Emily Butler, a spokesperson for the University of Massachusetts at Amherst’s Cannabis Reform Coalition, said there had been “a simple miscommunication with the police” and “we didn’t mean to mislead anybody.”

“We should not have led them to believe that smoking would be tolerated,” Butler said in an email. “The current (coalition) officers will make sure that this miscommunication does not occur in future years.”

In the days leading up to the event, area publications reported statements from coalition officers saying participants could smoke without consequences, as long as they stayed on the common. The group’s Facebook page, website and newsletter reported the same.

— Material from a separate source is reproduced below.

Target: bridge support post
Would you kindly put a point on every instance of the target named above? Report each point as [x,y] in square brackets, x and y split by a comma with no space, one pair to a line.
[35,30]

Police Chief Scott P. Livingstone said that was not true.

“We never made any kind of agreement that said police weren’t going to enforce the laws,” Livingstone said Tuesday.

When asked why the police hadn’t corrected the group’s statements before the event, he said, “I don’t know.”

Livingstone said he believed the number of attendees over the weekend was 7,000. Sgt. Jesus Arrocho said a total of 17 citations had been issued and no arrests had been made.

“Violations that officers saw, they took action on,” said Livingstone. “The police presence that was there this year was the same that has been there for the past 19 years."

There were officers patrolling the area around the common and plainclothes officers in the crowd, he said.

Coalition treasurer Adam Freed said the confusion came from the fact that it was difficult to monitor every statement made by every member of the group, most of whom are new and unfamiliar with the CRC’s messages and policies.

“We are working kind of like with a blank slate,” he said. “We don’t know what’s going on and that’s why the wrong things were said.”

“The only thing that’s tolerated is us holding the event in the first place,” said Freed. “Our message is (marijuana) ... is still decriminalized.”

He said he heard a few stories that citations were issued after police entered the common to confiscate drug paraphernalia, then asked suspects to step off the common and receive a ticket. The coalition had repeatedly said smoking was allowed on the common.

Three of the 17 people who received citations have come to the group to seek a solution to their legal problem, he said.

“We’d be happy to have more come forward to us and have a discussion about it,” he said. “We feel bad for the misinformation they received from the group.”

“We as a group are going to try to do whatever we can to help those who were issued citations,” said Butler in an email.

Livingstone said he plans to meet with the coalition members to discuss plans to hold a 21st annual Extravaganja next year.